It took us a second to parse this, so let’s see if we can get it right: Chris Evans is not playing Buzz Lightyear the toy, a fictional character (who has since been turned into a real-world toy, as if that wasn’t weird enough). Instead, he’s playing a fictional real person that the fake toy was then, fictionally, based on, a “young test pilot that became the Space Ranger” we all came to know and love (by proxy, at least, through his toy form). Although, even then, it’s not at all clear who was doing that basing; is Chris Evans playing Buzz Lightyear in a movie that people in the Toy Story movies go see, and then buy dolls about? (And which is then being imported up another level of the Dark Tower to our world?) Could the “human” Buzz Lightyear go buy a “toy” Buzz Lightyear doll? Would the toy still sound like Tim Allen? If we look on the bottom of our feet right now, are we going to see “Andy” written there in red marker? What, functionally, is the difference between a Toy Story living toy cowboy, and one of those spooky Westworld hosts?

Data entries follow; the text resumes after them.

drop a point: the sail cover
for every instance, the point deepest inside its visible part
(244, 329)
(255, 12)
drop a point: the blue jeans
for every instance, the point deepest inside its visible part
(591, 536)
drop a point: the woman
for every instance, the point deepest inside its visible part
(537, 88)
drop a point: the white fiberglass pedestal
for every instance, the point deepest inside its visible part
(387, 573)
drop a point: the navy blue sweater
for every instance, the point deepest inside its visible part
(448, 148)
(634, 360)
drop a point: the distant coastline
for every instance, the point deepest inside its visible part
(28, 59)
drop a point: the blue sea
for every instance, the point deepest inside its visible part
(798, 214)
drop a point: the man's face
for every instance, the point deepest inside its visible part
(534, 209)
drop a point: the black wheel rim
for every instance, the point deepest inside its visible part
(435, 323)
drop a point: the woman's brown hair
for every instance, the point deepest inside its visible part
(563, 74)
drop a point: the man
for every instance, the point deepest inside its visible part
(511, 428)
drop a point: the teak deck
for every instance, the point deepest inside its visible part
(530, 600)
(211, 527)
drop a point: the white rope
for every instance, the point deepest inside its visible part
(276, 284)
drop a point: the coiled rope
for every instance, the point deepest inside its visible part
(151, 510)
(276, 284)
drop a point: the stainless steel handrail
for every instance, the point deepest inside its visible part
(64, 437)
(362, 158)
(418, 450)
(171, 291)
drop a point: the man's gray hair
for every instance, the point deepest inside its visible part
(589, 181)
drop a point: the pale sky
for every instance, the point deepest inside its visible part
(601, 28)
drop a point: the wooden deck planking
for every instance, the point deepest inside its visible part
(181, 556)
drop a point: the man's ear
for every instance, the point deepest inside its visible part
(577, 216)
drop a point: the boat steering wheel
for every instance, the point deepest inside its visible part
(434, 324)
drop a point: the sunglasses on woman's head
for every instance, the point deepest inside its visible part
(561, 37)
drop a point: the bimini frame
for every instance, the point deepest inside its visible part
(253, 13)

Amazingly, this isn’t the first time the Toy Story franchise has toyed with this heady metaphysical broth; this same subtext drove many a third grader to madness with the 2000-era animated show Buzz Lightyear Of Star Command, which also posited Buzz Lightyear as a “real” person you could then base a toy off of. Anyway, it might just be because we’ve written the words “Star Wars Marvel movie Whoopi” 8,000 times today, but this whole conundrum is starting to make our brains leak out of our ears. If only we had a hero to save us, a daring test pilot capable of existing at, like, three different points across the fourth wall simultaneously. Help us, Chris-Evans-but-he’s-playing-Buzz-Lightyear-no-not-that-Buzz-Lightyear-the-real-one-but-yeah-no-okay-he’s-still-fake-but-in-a-different-way: You’re our only hope.